More recently, Jordan has requested permission from Israel to increase exports to the West Bank from the current $100 million to $500 million a year, while Jordanian Prince Hassan bin Talal has spoken of advancing joint projects in the fields of water, energy and the environment.

In the wake of his meeting with King Abdullah II, Gantz expressed the hope that more projects of this kind can be initiated in the near future.

Gantz acknowledged that Israel-Jordan relations have languished of late. “I think Jordan is a great asset to Israel,” he said. “I think that our relationship could be a thousand times better.”

Suggesting that Netanyahu has been an impediment to improved relations, he added, “Unfortunately, Netanyahu is an unwanted figure in Jordan.”

Netanyahu is indeed a problematic factor in Israel’s relations with Jordan.

In 1997, during his first term of office, he authorized what turned out to be a botched Mossad operation to assassinate Khaled Mashaal, a Hamas leader, in Amman. King Hussein threatened to sever ties with Israel unless it provided an antidote to save Mashaal’s life and released Sheikh Ahmed Yassin, Hamas’ spiritual leader, from prison.

Netanyahu complied with these demands with alacrity.

Netanyahu’s rejection of a two-state solution and his expansion of settlements in the West Bank has inspired anger in Jordan as well. As a result, popular support for Jordan’s peace treaty with Israel is at a low ebb, particularly among Jordanians of Palestinian descent, who comprise two-thirds of its population.

Gabi Ashkenazi

Despite these problems, Jordan has had no alternative but to work with Netanyahu. But as Ashkenazi learned in his three meetings with Safadi since late last year, the Jordanian government is heavily invested in promoting Palestinian statehood and is vehemently opposed to Israeli settlement construction in the West Bank.
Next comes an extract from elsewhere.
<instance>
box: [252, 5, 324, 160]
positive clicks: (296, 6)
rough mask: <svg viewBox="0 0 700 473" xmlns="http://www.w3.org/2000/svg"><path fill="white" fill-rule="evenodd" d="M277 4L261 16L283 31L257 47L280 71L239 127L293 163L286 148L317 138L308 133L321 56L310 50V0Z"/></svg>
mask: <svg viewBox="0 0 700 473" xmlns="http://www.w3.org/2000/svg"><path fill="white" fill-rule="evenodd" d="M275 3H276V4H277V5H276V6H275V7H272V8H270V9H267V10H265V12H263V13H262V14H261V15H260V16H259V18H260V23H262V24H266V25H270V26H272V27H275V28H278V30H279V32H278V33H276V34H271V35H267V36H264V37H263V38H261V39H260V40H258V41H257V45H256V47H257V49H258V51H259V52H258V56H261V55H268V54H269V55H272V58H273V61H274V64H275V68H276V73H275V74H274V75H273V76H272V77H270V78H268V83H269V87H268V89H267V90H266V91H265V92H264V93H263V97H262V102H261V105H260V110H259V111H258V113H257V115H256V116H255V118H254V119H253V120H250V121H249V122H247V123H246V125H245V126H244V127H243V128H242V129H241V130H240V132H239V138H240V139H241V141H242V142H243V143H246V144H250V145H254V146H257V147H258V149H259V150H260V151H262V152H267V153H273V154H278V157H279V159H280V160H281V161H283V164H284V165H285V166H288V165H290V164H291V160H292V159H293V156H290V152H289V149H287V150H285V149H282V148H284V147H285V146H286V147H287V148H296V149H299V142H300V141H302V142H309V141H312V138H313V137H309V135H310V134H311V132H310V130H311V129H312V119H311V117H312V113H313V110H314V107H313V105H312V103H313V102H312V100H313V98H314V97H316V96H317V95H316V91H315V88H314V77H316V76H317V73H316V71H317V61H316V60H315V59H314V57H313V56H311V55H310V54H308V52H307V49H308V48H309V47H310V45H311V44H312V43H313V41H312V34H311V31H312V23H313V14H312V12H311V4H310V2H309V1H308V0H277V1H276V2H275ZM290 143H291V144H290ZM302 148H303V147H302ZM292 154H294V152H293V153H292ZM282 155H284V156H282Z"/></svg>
After meeting Ashkenazi, Safadi said, “I emphasized that there is no alternative to the two-state solution, which embodies a sovereign Palestinian state with occupied Jerusalem as its capital along (the pre-1967) lines that can exist in peace and security alongside Israel in accordance with international law, as a way to achieve comprehensive peace.”

Ayman Safadi

Ashkenazi, in his public comments, avoided the Palestinian issue altogether. “We discussed promoting commercial, economic and civic cooperation between our two countries as well as with the Palestinians,” he tweeted. “Our talks focused on trade, water, tourism and consular issues. We also spoke about regional developments (and) the common challenge of the coronavirus …”

These are important issues to both sides, but at the end of the day Israel cannot expect to enjoy neighborly relations with Jordan unless the Palestinian question is satisfactorily resolved within the framework of a two-state solution.